Stressing that in no way the victim can be blamed for the motorway rape incident, Inspector General (IG) Punjab Inam Ghani on Saturday refused to defend the victim-blaming comments by Lahore Capital City Police Officer (CCPO) Umar Sheikh on the Lahore motorway rape incident.
“[A] guard cannot tell the owner of the house to protect their belongings themselves", he asserted.
Meanwhile, provincial Law Minister Raja Basharat also termed the CCPO’s statement 'inappropriate' and maintained that he does not approve or agree with whatever the CCPO had earlier said.
On Tuesday night, two suspects had gang-raped a woman who got stranded with her children on the newly constructed Lahore-Sialkot motorway.
The woman, along with her two children, was driving to Gujranwala in her car when she was forced to stop at the Gujjarpura section of the motorway after running out of fuel at around 1:30am.
She immediately called a relative for help and sent him her location. The relative asked her to also dial the Motorway Police helpline 130 from which she received no help as the area was not in its jurisdiction. Calls to other departments also went unanswered.

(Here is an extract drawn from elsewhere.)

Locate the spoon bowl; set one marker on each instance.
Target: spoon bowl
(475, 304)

In the meantime, two robbers approached the car, broke the window, and took the woman and her children to the nearby bushes where they raped her repeatedly in front of the children. They also snatched her purse carrying Rs100,000 in cash, one bracelet, car registration papers, and three ATM cards.
The Lahore police chief landed in hot water on Thursday after he seemingly put the blame of the Lahore motorway gang-rape incident on the victim. In his remarks to news channels, the CCPO wondered why the woman took the route she chose to travel and said that she should have checked her petrol tank before getting on the said route.
The CCPO is leading the investigation of the gruesome incident.
Talking to Dunya News on the matter, Sheikh had said that the woman had left Lahore's Defence area at 12:30am for Gujranwala.
"I am surprised that a mother of three, a lone driver [...] after leaving Defence should have taken the straight route from GT Road — a generally well-populated area," he had said.
The CCPO had said that the victim should have "at least" checked her car's fuel tank before getting on the route as there is no petrol pump along with it.
The remarks added fuel to the nation's outrage, with calls for the CCPO growing stronger as people reacted to his seeming callousness towards the victims of the grave crime.